Surreptitious music
The night air is a blend of the strains of piano music- very likely Chopin's Nocturne in E flat- and the distant rumble of thunder, sleepy, like the cats with half-closed eyes. Apart from the stealthy pianist and her snotty feline audience, there is no one else at home.In stealth she plays, furtively; like rag dolls, My Little Ponies and Action Figures come alive at night, long after all other members of the household have fallen deep into sleep, like school girls on a midnight feast- clandestine and secretive. It is the only way she will have it, the stealthy closet pianist.
That was I, the pianist-only-when-no-one’s-looking.
And yet, the fingers have their reason reserve knows not of. A new piano has just been placed at the newly opened tuckshop extension, and has immediately become a source of delight for students. Piano performing diploma holders, Richard Clayderman fans, Chopsticks players alike find they have to have their tuckshop-piano moments.
And so do I, the pianist-only-when-no-one’s-looking.
I have touched those keys but once, one late school day when there was nobody but the odd student around.
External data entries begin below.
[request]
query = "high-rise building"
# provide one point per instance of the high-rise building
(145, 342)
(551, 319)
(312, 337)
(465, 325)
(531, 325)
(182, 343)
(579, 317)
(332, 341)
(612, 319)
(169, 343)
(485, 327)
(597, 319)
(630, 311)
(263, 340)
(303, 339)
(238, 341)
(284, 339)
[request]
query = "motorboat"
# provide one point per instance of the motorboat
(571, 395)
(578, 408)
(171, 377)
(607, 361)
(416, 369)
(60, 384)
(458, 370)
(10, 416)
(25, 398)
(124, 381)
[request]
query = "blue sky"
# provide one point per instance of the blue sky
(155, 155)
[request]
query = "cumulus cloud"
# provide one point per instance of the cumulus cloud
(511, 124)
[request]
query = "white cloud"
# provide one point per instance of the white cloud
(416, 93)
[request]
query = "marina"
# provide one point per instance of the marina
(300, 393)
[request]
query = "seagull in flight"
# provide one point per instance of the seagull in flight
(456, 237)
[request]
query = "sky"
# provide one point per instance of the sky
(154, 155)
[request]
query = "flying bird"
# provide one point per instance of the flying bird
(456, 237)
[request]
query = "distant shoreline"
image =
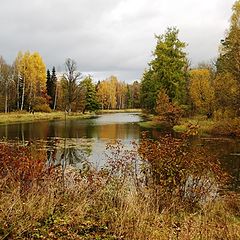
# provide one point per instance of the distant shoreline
(18, 117)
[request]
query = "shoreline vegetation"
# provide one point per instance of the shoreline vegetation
(24, 116)
(116, 203)
(203, 125)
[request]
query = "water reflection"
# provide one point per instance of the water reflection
(76, 141)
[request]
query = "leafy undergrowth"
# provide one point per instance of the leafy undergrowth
(162, 195)
(224, 127)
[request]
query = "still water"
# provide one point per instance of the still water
(86, 140)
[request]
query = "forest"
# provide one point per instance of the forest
(170, 87)
(153, 182)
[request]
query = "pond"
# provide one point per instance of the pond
(86, 140)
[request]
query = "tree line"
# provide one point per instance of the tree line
(27, 85)
(170, 86)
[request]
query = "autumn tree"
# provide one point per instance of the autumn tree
(229, 59)
(88, 95)
(52, 87)
(167, 111)
(70, 82)
(6, 83)
(121, 91)
(133, 95)
(201, 90)
(168, 70)
(106, 93)
(226, 89)
(30, 71)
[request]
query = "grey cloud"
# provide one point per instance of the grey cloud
(109, 37)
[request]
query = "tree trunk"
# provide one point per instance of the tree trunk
(55, 99)
(23, 93)
(6, 97)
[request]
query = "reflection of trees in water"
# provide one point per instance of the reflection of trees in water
(62, 154)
It mattered little that I have a piano at home I can play anytime, very often to an audience of two cats; touching those keys was just not the same. Yet it was almost essential, instinctive: the only reason my fingers know of the piano’s presence is connection- what meaning otherwise?
And so it is with this blog. After a year of being a faithful blog skulker, leaving the odd hint here and there of my presence in the form of the rare comment, after months of wanting to participate in Blogging by Mail, Book Swaps, IMBBs, SHFs and WCBs, even this stealthy keyboardist just had to brave the challenges of the animate audience, the less-familiar keyboard.